What seems like a universal "public interest" issue, like reducing pollution, often benefits powerful groups while harming the poor and politically weak. Debates over large dams or protected forests show that the environment is a contested arena where different social groups have conflicting interests.
Social Ecology
The school of social ecology, founded by political philosopher Murray Bookchin, argues that our ecological problems arise from deep-seated social problems. This perspective states that:
- Social relations, especially property and production, shape how we perceive and interact with the environment.
- Different social groups have different relationships with nature. A forest department official focused on revenue sees a forest differently than an artisan who uses its bamboo to make baskets.
- These conflicting interests lead to environmental conflicts. Therefore, environmental crises are rooted in social inequality.
Note
To solve environmental problems, we must first address the social inequalities between different groups—such as men and women, rich and poor, or urban and rural populations.
Sustainable Development
For centuries, economic development has focused on exploiting nature, leading to the extinction of species and depletion of resources. Sustainable development offers a different path.

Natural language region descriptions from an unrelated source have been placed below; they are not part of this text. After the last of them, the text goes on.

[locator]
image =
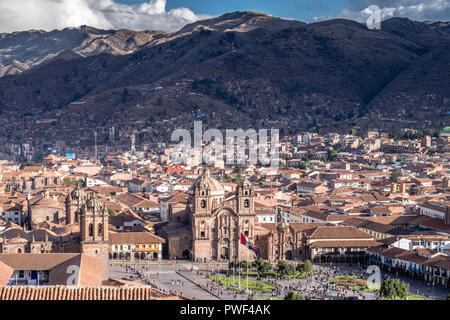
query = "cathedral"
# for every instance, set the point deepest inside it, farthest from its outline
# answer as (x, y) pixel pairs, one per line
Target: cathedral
(85, 231)
(214, 221)
(219, 219)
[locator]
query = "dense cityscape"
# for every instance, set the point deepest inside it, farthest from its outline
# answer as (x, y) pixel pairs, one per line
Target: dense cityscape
(336, 204)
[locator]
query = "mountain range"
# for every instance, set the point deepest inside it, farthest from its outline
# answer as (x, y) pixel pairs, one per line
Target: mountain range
(251, 66)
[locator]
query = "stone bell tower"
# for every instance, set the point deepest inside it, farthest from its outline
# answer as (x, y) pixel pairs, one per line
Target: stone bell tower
(245, 195)
(94, 232)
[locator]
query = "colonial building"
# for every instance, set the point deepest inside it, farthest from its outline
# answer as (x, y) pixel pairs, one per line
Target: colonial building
(216, 219)
(85, 230)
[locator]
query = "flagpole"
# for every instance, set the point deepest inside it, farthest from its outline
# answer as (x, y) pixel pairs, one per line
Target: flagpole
(247, 267)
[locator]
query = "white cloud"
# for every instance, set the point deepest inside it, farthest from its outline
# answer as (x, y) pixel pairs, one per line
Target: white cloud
(412, 9)
(19, 15)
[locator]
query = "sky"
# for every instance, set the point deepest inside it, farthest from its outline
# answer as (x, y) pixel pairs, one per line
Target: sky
(171, 15)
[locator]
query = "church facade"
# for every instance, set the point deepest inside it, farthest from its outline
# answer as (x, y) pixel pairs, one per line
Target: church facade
(85, 231)
(214, 221)
(218, 219)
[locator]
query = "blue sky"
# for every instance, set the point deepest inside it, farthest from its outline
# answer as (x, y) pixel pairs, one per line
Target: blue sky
(298, 9)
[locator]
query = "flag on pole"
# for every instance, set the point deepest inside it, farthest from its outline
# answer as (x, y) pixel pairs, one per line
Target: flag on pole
(249, 245)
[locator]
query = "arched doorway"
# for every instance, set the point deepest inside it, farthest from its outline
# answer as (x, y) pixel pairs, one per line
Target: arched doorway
(288, 255)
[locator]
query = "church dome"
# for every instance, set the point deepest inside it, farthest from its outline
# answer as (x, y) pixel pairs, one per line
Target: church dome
(78, 194)
(93, 203)
(245, 183)
(207, 183)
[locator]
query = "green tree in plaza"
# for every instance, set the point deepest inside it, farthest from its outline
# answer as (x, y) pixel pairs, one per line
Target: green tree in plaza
(392, 288)
(292, 295)
(285, 268)
(262, 266)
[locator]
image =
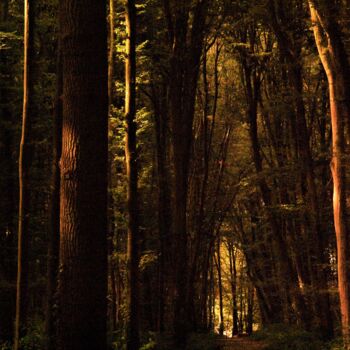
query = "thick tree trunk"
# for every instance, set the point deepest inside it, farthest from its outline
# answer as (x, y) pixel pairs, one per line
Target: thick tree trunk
(291, 52)
(24, 167)
(133, 341)
(333, 56)
(82, 285)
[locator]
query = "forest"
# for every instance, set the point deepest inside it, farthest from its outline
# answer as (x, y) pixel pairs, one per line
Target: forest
(174, 175)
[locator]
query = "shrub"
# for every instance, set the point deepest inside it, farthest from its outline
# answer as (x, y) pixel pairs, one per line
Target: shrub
(282, 337)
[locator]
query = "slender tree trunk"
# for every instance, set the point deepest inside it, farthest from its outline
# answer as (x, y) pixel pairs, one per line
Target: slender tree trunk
(233, 275)
(24, 168)
(54, 228)
(250, 310)
(133, 341)
(83, 268)
(111, 218)
(221, 305)
(333, 56)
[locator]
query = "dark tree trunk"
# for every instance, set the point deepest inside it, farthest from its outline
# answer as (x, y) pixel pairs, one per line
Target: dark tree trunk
(24, 168)
(233, 276)
(7, 189)
(221, 305)
(82, 284)
(133, 341)
(54, 213)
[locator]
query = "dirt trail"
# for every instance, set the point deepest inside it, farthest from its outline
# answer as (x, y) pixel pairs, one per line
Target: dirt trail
(239, 344)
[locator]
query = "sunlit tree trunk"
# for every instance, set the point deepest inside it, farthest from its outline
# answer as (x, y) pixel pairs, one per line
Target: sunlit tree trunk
(334, 59)
(7, 189)
(111, 216)
(133, 341)
(24, 167)
(82, 284)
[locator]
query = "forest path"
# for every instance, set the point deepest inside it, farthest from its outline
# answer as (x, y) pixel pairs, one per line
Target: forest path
(240, 344)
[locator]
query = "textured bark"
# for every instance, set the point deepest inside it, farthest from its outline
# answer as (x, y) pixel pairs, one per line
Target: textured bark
(7, 189)
(133, 341)
(82, 285)
(54, 212)
(334, 60)
(186, 45)
(221, 305)
(164, 199)
(233, 277)
(24, 167)
(291, 52)
(111, 216)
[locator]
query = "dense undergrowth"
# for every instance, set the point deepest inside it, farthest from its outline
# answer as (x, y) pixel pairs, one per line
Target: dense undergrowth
(282, 337)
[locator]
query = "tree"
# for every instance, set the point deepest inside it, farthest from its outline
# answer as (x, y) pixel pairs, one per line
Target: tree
(24, 168)
(186, 27)
(54, 212)
(82, 284)
(133, 341)
(328, 37)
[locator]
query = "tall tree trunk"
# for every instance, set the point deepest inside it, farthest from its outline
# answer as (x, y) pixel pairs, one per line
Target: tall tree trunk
(133, 341)
(82, 284)
(221, 304)
(291, 51)
(111, 217)
(186, 45)
(8, 261)
(233, 276)
(54, 224)
(334, 59)
(24, 167)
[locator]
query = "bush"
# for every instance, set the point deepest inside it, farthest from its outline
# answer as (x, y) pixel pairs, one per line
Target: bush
(202, 341)
(282, 337)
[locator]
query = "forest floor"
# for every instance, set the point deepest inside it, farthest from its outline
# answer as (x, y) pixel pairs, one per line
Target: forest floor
(243, 343)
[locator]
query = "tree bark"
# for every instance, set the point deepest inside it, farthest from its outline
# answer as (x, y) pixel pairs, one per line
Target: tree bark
(24, 168)
(221, 305)
(133, 341)
(334, 59)
(54, 213)
(82, 284)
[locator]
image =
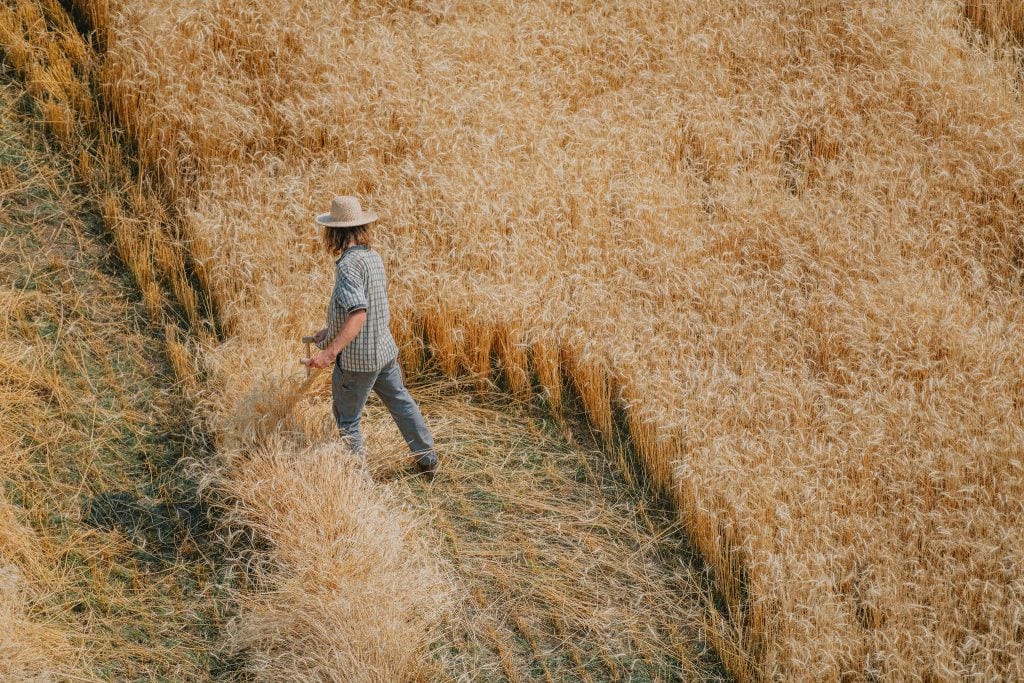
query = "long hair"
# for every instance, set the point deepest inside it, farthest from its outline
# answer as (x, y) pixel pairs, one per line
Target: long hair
(337, 239)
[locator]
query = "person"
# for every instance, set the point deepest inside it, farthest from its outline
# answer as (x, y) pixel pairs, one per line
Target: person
(357, 339)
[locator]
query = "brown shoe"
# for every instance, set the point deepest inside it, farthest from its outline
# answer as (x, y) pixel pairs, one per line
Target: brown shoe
(427, 465)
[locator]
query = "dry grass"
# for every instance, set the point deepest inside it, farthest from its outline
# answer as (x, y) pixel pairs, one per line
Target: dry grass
(564, 570)
(783, 240)
(108, 570)
(56, 66)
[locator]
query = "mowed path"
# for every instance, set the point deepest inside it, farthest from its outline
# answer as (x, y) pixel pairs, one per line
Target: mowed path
(94, 455)
(565, 570)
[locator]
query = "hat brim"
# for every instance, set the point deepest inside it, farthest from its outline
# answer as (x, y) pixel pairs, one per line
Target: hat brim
(367, 218)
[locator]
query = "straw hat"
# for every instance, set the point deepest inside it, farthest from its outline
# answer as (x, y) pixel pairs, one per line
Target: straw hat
(346, 212)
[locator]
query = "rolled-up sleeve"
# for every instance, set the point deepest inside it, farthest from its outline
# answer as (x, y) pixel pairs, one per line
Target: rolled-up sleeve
(349, 293)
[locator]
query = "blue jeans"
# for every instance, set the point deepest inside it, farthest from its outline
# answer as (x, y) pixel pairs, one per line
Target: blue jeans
(350, 389)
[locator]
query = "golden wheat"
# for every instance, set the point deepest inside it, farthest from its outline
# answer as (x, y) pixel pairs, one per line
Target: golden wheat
(783, 238)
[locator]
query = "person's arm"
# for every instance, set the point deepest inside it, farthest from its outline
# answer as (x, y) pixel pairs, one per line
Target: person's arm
(349, 330)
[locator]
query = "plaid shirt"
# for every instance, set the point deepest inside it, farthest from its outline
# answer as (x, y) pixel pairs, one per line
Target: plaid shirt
(359, 285)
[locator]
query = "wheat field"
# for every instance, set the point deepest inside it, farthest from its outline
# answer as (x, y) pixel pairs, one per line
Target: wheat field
(776, 245)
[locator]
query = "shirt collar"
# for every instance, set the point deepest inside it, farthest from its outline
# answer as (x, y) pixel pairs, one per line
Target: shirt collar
(353, 248)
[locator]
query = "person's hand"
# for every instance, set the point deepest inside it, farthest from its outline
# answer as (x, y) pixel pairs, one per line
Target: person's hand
(318, 360)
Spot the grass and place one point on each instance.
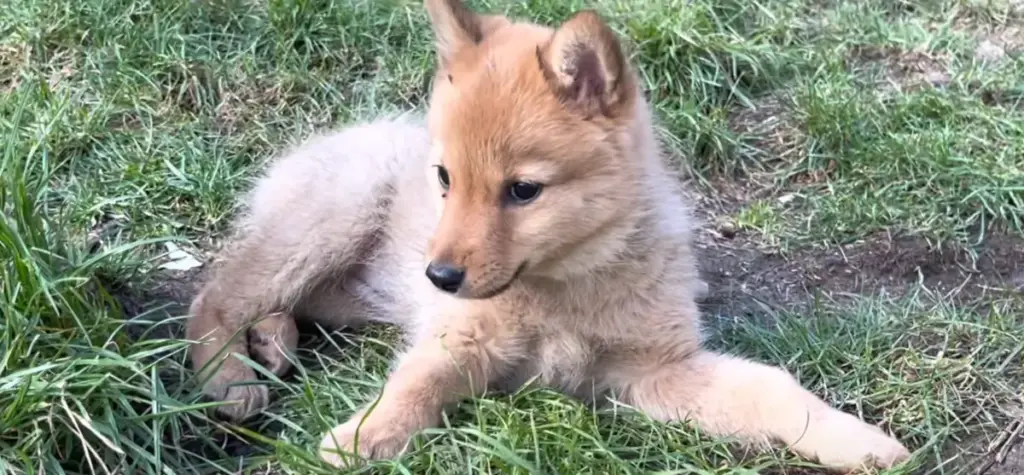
(129, 123)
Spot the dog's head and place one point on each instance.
(532, 155)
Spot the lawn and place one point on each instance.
(858, 168)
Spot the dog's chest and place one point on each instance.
(560, 360)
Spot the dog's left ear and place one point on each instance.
(457, 27)
(586, 68)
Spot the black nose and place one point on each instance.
(445, 276)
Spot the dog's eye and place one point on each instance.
(523, 191)
(443, 178)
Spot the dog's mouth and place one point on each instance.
(496, 291)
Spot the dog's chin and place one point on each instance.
(491, 291)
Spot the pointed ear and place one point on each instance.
(586, 67)
(456, 26)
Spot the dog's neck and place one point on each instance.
(643, 245)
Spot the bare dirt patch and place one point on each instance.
(902, 71)
(744, 279)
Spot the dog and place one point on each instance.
(525, 228)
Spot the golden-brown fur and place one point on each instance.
(591, 287)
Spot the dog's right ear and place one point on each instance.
(457, 27)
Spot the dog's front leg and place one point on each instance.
(731, 396)
(459, 361)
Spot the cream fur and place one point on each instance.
(591, 288)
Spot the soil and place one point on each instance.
(745, 281)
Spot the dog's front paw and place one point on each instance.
(271, 340)
(379, 436)
(848, 443)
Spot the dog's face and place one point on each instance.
(530, 160)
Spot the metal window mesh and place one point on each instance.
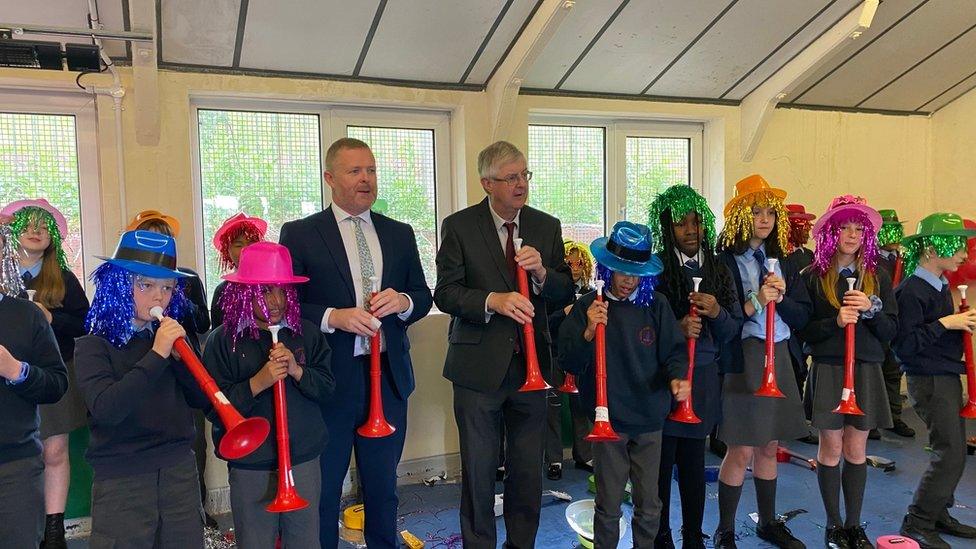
(407, 184)
(568, 167)
(653, 164)
(264, 164)
(39, 159)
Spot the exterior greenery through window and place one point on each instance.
(39, 159)
(265, 164)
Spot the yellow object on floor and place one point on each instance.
(412, 541)
(353, 517)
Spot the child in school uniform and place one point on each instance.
(755, 229)
(929, 346)
(846, 247)
(140, 397)
(40, 228)
(683, 227)
(235, 233)
(646, 365)
(31, 373)
(246, 364)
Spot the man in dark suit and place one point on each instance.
(476, 285)
(340, 249)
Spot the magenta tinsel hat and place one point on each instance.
(59, 220)
(265, 263)
(847, 204)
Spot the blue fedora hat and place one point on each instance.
(628, 250)
(148, 254)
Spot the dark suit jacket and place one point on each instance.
(794, 310)
(318, 253)
(470, 265)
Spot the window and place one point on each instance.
(406, 183)
(568, 177)
(266, 158)
(262, 163)
(591, 175)
(48, 150)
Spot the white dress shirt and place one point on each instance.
(503, 240)
(347, 230)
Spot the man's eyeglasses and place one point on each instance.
(514, 178)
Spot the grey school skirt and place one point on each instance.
(824, 391)
(750, 420)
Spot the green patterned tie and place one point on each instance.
(365, 266)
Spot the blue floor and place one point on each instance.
(431, 512)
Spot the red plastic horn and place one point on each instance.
(533, 374)
(769, 388)
(685, 413)
(602, 429)
(969, 410)
(242, 436)
(376, 425)
(848, 399)
(287, 498)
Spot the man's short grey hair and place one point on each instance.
(496, 154)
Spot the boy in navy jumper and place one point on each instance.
(246, 364)
(32, 373)
(145, 492)
(646, 365)
(929, 347)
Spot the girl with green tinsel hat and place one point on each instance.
(683, 227)
(40, 229)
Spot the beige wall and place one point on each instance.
(813, 155)
(954, 156)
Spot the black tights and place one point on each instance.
(689, 455)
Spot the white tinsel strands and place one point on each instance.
(10, 281)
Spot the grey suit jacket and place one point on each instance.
(470, 265)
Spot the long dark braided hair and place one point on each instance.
(717, 280)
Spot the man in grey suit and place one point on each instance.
(476, 284)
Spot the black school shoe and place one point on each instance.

The Brundtland Report (1987) defined it as: "development that meets the needs of the present without compromising the ability of future generations to meet their own needs."
This concept includes two key ideas:
- Giving priority to the essential needs of the world's poor.
- Recognizing the limitations that technology and social organization impose on the environment's ability to meet current and future needs.
Modern capitalist development is based on endless consumption, which creates massive inequality. Sustainable development aims for a more equitable world with inclusive growth, ensuring a livable planet for future generations. This vision is reflected in the 17 "Global Goals" for sustainable development adopted by the United Nations. As former UN Secretary-General Ban Ki Moon said, "there can be no Plan B, because there is no Planet B".